When I say RPC request and response, that means the request and response were serialized/deserialized with messagepack. It's just message passing in the end.
ZeroMQ is fast I mean really really fast. ZeroMQ is a networking library and should be part of any toolkit where you need extreme high performance and reliability between applications.
Let's do some math
140k requests per second + 140k responses per second = 280k req/response total. That's 2.8 million in a 10 second span. This measly server can handle much more than this.
There are 1e+9 nanoseconds in a second. 1e+9ns/280k is 3.57 microseconds per request/response average. Less than 5 microseconds spent per request/response cycle on average.
For a 10 second period, it's around 4.8MB/s send throughput.
I may be able to eke out more on this setup.
Details
This is a Fedora 36 dell laptop with an Intel processor connected to the same router via WIFI to a very slim box home server. Might as well call it The Box 3 by Gavin B. I kid.

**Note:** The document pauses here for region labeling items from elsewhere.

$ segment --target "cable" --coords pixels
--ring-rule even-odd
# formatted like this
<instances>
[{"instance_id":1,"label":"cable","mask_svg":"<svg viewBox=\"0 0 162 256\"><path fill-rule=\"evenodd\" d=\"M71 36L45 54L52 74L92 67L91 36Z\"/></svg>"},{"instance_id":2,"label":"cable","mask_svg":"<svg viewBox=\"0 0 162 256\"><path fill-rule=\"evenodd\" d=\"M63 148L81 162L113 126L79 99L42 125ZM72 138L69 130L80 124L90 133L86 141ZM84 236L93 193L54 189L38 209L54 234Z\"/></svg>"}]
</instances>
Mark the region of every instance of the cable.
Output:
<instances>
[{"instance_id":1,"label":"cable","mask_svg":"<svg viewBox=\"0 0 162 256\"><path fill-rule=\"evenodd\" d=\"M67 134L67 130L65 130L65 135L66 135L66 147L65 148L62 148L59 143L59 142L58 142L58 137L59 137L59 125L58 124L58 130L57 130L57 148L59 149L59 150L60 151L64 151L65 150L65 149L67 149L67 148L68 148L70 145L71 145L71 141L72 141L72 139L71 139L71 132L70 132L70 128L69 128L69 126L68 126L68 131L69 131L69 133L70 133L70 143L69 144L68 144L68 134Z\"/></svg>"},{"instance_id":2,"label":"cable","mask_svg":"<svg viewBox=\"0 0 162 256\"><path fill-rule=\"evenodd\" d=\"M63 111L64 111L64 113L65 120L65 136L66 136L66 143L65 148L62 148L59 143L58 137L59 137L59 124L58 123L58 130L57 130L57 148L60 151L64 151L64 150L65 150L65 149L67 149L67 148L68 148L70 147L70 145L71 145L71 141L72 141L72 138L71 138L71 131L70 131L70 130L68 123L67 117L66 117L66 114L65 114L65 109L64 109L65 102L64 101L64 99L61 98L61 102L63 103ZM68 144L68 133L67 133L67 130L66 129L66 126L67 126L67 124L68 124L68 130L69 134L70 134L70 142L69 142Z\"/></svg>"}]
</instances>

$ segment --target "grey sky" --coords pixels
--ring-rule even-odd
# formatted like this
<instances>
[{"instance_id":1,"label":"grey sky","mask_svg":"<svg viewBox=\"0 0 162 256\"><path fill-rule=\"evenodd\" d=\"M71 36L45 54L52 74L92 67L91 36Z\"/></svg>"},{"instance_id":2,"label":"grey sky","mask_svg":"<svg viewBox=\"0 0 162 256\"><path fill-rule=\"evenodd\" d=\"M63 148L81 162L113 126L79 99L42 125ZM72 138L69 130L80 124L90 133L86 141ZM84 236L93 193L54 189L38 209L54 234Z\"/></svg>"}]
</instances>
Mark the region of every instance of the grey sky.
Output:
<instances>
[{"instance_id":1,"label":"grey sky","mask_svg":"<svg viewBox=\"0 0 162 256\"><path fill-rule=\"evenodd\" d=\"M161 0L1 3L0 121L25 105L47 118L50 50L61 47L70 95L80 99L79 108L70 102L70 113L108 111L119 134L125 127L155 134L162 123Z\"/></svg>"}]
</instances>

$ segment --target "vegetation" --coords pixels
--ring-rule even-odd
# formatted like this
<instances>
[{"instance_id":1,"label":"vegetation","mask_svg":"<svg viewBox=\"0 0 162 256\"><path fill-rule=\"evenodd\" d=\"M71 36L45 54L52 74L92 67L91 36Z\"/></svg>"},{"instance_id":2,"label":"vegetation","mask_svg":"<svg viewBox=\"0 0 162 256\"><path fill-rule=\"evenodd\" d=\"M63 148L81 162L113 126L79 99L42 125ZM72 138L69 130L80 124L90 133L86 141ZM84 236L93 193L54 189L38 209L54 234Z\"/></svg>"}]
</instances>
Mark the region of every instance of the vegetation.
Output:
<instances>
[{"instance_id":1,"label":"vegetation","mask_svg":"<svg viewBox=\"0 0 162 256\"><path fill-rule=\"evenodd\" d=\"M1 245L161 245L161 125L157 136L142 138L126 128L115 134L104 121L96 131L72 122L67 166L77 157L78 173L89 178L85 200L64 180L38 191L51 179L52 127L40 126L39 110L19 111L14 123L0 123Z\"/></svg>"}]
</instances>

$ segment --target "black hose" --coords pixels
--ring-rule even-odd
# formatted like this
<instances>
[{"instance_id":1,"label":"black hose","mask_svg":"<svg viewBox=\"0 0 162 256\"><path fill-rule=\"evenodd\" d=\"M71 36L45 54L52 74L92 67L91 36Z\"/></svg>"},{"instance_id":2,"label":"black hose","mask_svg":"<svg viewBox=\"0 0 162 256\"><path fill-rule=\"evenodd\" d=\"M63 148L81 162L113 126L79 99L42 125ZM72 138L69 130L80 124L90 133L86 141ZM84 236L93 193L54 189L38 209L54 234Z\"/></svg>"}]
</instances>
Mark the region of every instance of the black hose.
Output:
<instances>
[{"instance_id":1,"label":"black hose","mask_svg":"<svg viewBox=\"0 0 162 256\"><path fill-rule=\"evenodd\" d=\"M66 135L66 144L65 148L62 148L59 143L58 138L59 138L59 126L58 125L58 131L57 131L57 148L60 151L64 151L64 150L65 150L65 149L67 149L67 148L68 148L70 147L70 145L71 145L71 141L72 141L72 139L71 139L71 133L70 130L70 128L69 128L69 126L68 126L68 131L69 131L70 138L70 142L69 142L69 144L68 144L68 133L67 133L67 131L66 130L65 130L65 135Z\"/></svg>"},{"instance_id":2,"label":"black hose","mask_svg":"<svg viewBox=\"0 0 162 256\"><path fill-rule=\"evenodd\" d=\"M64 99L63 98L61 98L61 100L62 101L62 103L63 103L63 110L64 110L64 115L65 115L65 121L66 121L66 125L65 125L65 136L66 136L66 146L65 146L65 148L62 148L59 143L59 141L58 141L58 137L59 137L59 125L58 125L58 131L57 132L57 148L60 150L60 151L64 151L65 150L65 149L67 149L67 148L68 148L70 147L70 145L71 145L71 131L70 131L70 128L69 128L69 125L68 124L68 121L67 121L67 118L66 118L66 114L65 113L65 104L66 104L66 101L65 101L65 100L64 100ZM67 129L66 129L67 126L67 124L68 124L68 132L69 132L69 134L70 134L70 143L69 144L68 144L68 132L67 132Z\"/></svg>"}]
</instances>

You might ask how many threads? There's only one ZMQ IO thread in the ZMQ context. Client has 2 sender thread and 2 receiver worker threads that move data from the proxy to you then 1 thread to move data over to and from the frontend socket. Server side, 4 receiver threads which also act as senders a.k.a reply then 1 thread to move data to and from the frontend socket. Not many threads are needed to move data from you to the server then back. The number of threads matter more on the server side since it has to handle many clients.
The program is written in rust (uses libzmq), takes around 40mb of ram and is also using my custom async RPC library designed with a multi-threaded queue in front of the senders connected to an in-process ZMQ socket that is proxied to a frontend (outgoing/incoming) ZMQ socket and vice versa on the server side. A little simplification of the architecture, but stems from my past ZeroMQ post where I described the architecture. It's unchanged, I decided to benchmark it in Rust. I mean I made some improvements code wise (moved to async) and added a "burst mode" which helped double the number of req/resps the linux server could pump out.
Conclusion
I did try on a Macbook M1, but I guess the networking stack suuuucks. My guess is ZMQ uses epoll on linux which is why it is so fast while using whatever Mac has, I guess kqueue? kpoll? iPoll? Who cares, it suuuuucks. Never use Macs over Linux for performance testing clients especially if your application is linux server to linux server.
My implementations are in JS, Java and Rust. Rust is the only one where I implemented a little more, but I'll get them to parity again. 60 microseconds on JVM, probably version 12, was claimed in the previous post, so I expected rust to be quicker (but not this quick!) since it uses libzmq directly. I'll need to test Java on these newer laptops to see how the performance is.
Who says ZMQ is dead? It's just stable. The cargo culting of GRPC is beyond words. The first thing engineers think now is GRPC when it comes to RPC. It's disgusting. It's weird to me how people complain about Google retiring products, but are two faced when it comes to Google Infrastructure projects like GRPC.
ZMQ just works and the server purrs through. Nah, you won't achieve this with GRPC, regular HTTP, or hell your own TCP or UDP library. ZMQ has been around for a long time and many brains have contributed to ZMQ, so trying to beat it naively with TCP or UDP? Ha!
Use ZMQ for large scale service to service infrastructure where you need low latency and high performance like a race car.